Dalla survey commentata da Silvia Zucconi emerge che tre le caratteristiche più ricercate in un prodotto agroalimentare i  consumatori mettono al primo posto l’italianità (43%), seguita da sostenibilità (29%), quindi il biologico (27%), il prezzo basso (25%), il marchio Dop/Igp (23%) e la marca nota (15%). Quando si restringe il campo al vino, invece, il consumatore premia sempre l’origine intesa come provenienza da uno specifico territorio (23%), presenza del marchio Doc/Docg/Igt (20%), brand/cantina molto nota (13%), presenza di promozioni/offerte (13%), sostenibilità ambientale e sociale del prodotto (7%), confezione sostenibile (7%), presenza del marchio biologico (6%, scelto comunque dal 22% degli intervistati nelle risposte multiple), prezzo basso (7%) e confezione bella/attraente (4%).

L’area della sostenibilità pesa dunque anche per il vino per circa il 20% delle scelte, subito dopo la ricerca dell’origine, ma la sostenibilità ha superato il biologico come prima risposta.

Cosa vuol dire sostenibile?

Una sostenibilità del vino che i consumatori intervistati da Nomisma identificano in: rispetto per l’ambiente (26%); minimo utilizzo di fertilizzanti e pesticidi (16%); rispetto del patrimonio culturale e paesaggistico di un territorio (14%); confezione a minore impatto ambientale (11%); salvaguardia della biodiversità (10%); rispetto dei diritti dei lavoratori (7%); attenzione allo sviluppo economico dell’azienda produttrice (6%).
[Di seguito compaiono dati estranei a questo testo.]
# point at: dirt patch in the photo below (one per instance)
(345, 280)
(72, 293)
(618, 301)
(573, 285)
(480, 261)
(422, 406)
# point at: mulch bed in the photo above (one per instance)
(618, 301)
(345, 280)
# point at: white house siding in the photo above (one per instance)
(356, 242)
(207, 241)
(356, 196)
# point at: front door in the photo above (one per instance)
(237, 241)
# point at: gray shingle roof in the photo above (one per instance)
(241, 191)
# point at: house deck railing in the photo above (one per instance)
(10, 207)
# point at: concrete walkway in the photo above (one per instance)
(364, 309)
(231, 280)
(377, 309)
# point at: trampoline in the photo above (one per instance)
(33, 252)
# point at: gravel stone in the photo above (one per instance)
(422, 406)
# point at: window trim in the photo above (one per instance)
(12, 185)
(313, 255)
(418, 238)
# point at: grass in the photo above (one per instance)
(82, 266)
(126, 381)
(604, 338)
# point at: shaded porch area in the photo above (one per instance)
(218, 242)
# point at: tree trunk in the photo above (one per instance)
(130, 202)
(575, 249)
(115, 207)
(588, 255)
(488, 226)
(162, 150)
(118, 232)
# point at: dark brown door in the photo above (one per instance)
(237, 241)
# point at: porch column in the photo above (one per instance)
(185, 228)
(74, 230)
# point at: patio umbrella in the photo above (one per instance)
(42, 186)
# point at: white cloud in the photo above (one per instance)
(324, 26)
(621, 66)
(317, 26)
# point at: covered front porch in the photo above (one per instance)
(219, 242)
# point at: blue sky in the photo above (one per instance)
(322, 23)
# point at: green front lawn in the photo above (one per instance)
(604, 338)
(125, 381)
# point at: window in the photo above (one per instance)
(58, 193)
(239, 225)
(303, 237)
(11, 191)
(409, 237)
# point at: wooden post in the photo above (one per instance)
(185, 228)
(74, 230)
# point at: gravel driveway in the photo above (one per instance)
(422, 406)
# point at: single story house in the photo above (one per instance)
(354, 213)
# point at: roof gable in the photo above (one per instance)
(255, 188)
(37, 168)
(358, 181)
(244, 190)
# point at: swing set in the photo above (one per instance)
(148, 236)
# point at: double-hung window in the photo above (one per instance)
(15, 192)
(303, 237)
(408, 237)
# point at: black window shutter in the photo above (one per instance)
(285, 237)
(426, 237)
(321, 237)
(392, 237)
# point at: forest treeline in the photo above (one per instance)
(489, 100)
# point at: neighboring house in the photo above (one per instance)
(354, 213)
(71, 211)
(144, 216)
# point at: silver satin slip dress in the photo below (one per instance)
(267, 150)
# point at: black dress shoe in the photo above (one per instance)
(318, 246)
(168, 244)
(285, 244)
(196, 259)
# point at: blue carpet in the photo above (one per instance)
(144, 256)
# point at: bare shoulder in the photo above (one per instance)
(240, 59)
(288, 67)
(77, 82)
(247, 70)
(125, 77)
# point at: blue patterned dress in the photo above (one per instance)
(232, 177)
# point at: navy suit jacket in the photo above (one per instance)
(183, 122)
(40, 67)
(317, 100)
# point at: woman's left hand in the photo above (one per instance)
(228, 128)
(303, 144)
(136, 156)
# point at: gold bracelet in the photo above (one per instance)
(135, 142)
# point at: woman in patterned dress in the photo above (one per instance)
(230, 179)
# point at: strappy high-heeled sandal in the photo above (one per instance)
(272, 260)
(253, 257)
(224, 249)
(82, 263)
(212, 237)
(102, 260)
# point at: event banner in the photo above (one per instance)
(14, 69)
«Una risposta che denota – evidenzia Mammuccini – che i consumatori non sanno che la scelta del biologico consente già di soddisfare quasi tutte queste esigenze, con in più i vantaggi di un sistema certificato che fa riferimento ad un sistema normativo definito a livello internazionale». «Il confronto con il vino sostenibile non deve perciò portare a una competitività senza senso, ma a rafforzare il disciplinare del bio riguardo a quei valori di sostenibilità sociale e territoriale che oggi non vi trovano piena espressione».

Il parere della filiera

Il dibattito sui temi messi in evidenza dallo studio di Nomisma Wine monitor ha visto la partecipazione di: Walter Stassi, responsabile area vini Gruppo Pam Panorama che punta a raggiungere una quota del 10% di vino bio sui suoi scaffali; Daniele Piccinin, titolare ed enologo dell’azienda Le Carline ( «La sostenibilità è una parola a volte abusata, per la quale esistono troppe certificazioni e poca conoscenza da parte del consumatore, e questo rischia di creare confusione ed incertezza spingendo il consumatore a comprare un altro prodotto»); Andrea Di Fabio, direttore Generale di Cantina Tollo che ha messo in evidenza le criticità legate dalla difformità della certificazione di sostenibilità fra i vari paesi; Michele Manelli di Cantine Salcheto, che mette in evidenza la tendenza di mercati importanti come quelli del Nord America di mettere sullo stesso scaffale il bio e i vini sostenibili con caratteristiche diverse («siamo tutti sulla stessa barca»); Luciano Sbraga, vice direttore Fipe-Confcommercio che ha sottolineato il ruolo dei canali on trade della ristorazione nel portare chiarezza nel settore.